I don't want to explain my real data, but I will make up an example that is equivalent.
Let's say people are judging the quality of paintings and can say "like" or "dislike". Paintings can have five colours in them: red, yellow, blue, green and/or orange. The paintings can be any size.
Count Approach
Let's say I categorize each square cm based on its colour (and that in this example each square cm can only be one colour). Because paintings can be of different sizes, the totals will differ across paintings.

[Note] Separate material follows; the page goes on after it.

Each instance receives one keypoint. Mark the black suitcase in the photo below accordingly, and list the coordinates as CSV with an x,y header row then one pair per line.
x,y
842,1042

I create a model that is the number of square cms that are each colour.
So my model is: Liked = TotalRed + TotalYellow + TotalBlue + TotalGreen + TotalOrange
Analyzed like this, my results are something like this:
Term | B |
---|---|
Intercept | .8* |
TotalRed | -.2 |
TotalYellow | .04 |
TotalBlue | -.5 |
TotalGreen | -.5* |
TotalOrange | -.3* |
*= p < .05
Proportion Approach
Let's say for each painting I calculate the proportion of the painting that is each colour. This time I leave out blue because it is the least frequent and I want to avoid perfect redundancy among my predictors.

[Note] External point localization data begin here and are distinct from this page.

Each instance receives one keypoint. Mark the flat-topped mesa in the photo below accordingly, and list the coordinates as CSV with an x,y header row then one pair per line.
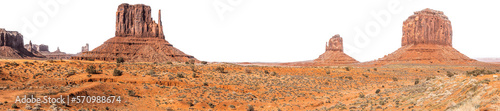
x,y
335,44
12,39
136,21
427,27
334,53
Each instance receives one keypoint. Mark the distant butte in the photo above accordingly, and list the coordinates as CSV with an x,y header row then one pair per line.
x,y
427,39
334,53
138,38
12,46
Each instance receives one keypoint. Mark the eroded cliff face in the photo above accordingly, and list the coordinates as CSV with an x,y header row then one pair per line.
x,y
335,44
12,46
426,39
427,27
136,21
334,53
11,38
137,39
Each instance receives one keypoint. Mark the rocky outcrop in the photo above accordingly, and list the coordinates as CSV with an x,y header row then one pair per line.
x,y
334,53
138,39
12,39
12,46
427,27
426,40
136,21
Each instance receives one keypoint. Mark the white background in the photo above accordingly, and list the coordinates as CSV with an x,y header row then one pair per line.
x,y
256,30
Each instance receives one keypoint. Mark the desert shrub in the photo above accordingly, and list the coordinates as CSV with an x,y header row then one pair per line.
x,y
478,72
131,93
361,95
211,105
365,75
12,64
14,106
273,73
91,70
429,78
250,108
180,75
120,60
220,69
193,68
347,68
487,81
449,74
49,69
37,74
395,79
248,71
191,61
117,72
194,75
71,72
151,72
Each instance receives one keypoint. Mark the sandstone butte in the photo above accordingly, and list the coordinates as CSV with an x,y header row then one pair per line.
x,y
12,46
427,39
334,53
138,38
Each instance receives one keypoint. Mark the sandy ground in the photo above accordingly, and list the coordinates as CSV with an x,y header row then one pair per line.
x,y
225,86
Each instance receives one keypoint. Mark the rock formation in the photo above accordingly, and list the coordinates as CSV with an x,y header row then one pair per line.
x,y
85,48
334,53
136,21
12,46
426,39
138,38
427,27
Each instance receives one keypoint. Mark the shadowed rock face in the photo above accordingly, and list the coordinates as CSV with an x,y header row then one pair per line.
x,y
335,44
12,46
426,40
11,38
136,21
334,53
427,27
137,39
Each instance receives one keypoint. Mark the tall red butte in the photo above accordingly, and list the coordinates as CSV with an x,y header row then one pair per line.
x,y
426,39
138,38
334,53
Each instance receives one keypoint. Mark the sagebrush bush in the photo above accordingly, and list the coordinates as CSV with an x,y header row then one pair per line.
x,y
120,60
91,70
220,69
348,68
117,72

So my model is: Liked = PropRed + PropYellow + PropGreen + PropOrange
Analyzed like this, my results are something like this:
Term | B |
---|---|
Intercept | -.4 |
PropRed | 1 |
PropYellow | 1.5* |
PropGreen | -.01 |
PropOrange | -.15 |
*= p < .05
Some predictors change signs, different predictors are significant, and my intercept changes.
How do I know which one is "more right"?
Edit:
To give some more detail, this is a logistic regression, with multiple predictors. I have about 450 observations.